Стреляный рванул рубаху на груди:
– Из-за цветного горло рвете?!
Ледогоров не дал ему договорить:
– Не об Адвокате речь, ты на всех нас положил. Доктора завалил, должен отвечать… А пугания твои – легавый волка не возьмет…
– Хватит базара! – вмешался Антибиотик. – Я думаю, всем все ясно? Что решать будем? Иваныч?..
– Должен отвечать! – Иваныч посмотрел на Муху, передавая эстафету ему.
Муха, огромный стотридцатикилограммовый амбал, не проронивший до этого ни слова, жестко усмехнулся:
– Пенки пускает, фуфел, пусть ответит…
Ильдар, молчаливый угрюмый татарин, кивком подтвердил свою солидарность с Мухой. Сазон махнул рукой:
– Борзой стал, работать не хочет… Мочить!
Очередь дошла до Ледогорова. Тот пожал плечами:
– Нельзя себя над коллективом ставить… Выход только один…
Виктор Палыч удовлетворенно кивнул и повернулся к Стреляному:
– Ну ты понял, Мишаня.
Стреляный поднялся на ноги и ощерился:
– Я зону держал, а вы меня из-за…
Сазон презрительно улыбнулся и тоже встал:
– Мы честный базар ведем, а ты даже стойку держать не можешь!
Миша сник, словно выдохся, вытер мокрое от пота лицо:
– Ладно, братва, вы меня еще вспомните!
Виктор Палыч укоризненно покачал головой:
– Мы, Мишаня, всегда тебя помнить будем, о маме твоей позаботимся, не переживай… – Антибиотик обвел всех присутствующих взглядом и предложил: – Ну что, давайте сюда комсомольца нашего дернем: его это напрямую коснулось, пусть крещеньице примет…
Никто не возразил.
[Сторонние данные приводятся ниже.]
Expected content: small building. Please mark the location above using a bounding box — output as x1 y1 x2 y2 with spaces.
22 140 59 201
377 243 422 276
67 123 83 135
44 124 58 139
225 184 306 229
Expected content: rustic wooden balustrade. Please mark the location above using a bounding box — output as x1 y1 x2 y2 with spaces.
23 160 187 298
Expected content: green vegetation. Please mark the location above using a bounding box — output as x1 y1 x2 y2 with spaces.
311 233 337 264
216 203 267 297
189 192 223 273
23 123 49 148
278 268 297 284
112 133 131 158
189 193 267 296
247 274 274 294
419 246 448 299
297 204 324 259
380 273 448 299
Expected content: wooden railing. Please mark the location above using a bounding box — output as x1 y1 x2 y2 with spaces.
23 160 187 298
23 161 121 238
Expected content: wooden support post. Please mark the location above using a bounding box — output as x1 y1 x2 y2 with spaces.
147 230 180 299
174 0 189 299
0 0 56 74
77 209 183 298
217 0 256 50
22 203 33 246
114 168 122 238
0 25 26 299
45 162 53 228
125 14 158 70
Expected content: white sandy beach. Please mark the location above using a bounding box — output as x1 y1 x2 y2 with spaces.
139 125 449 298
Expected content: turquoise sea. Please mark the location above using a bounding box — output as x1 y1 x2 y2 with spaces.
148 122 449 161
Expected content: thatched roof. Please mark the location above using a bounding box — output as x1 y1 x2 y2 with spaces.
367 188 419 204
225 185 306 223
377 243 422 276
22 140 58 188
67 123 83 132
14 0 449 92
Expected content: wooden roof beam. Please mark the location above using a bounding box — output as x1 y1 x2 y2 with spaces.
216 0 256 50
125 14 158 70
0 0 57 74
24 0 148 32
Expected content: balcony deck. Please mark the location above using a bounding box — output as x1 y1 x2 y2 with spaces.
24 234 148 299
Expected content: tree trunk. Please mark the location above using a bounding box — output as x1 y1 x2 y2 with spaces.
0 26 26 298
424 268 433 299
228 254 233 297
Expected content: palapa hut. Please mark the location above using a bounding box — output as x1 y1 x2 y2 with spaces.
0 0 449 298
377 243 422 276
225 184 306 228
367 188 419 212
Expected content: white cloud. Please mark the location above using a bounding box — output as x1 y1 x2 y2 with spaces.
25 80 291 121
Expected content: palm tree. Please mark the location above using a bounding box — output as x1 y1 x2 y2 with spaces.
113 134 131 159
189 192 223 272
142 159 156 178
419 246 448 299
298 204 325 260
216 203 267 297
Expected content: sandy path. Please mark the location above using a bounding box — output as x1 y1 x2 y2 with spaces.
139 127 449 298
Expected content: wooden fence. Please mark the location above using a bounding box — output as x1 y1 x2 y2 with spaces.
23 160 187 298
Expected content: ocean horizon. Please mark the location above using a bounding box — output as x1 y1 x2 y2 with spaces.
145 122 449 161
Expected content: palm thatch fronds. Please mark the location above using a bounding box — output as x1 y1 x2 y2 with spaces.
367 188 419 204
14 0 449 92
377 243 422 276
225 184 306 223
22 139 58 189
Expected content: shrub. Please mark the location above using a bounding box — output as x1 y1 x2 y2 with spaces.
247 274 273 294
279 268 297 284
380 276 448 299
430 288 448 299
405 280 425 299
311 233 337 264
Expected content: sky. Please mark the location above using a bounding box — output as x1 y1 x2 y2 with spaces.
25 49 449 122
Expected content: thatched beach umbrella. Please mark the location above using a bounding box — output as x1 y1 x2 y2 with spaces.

Виктор Палыч подошел к двери и гаркнул в коридор:
– Вася! Давай Адвоката сюда!
Когда двухметровый верзила пришел за Челищевым, Сергей почувствовал, что в доме происходит что-то важное, касающееся его лично. Спустившись в большой зал и увидев собравшихся авторитетов, он все понял – на Стреляном уже лежал отпечаток обреченности, его словно не замечали. Атмосфера в зале была накалена до предела. Ледогоров без лишних слов протянул Челищеву выкидной нож.
– На, распиши его, – он кивнул на Стреляного, который озирался и скалился, словно затравленный волк. – Это он Доктора замочил.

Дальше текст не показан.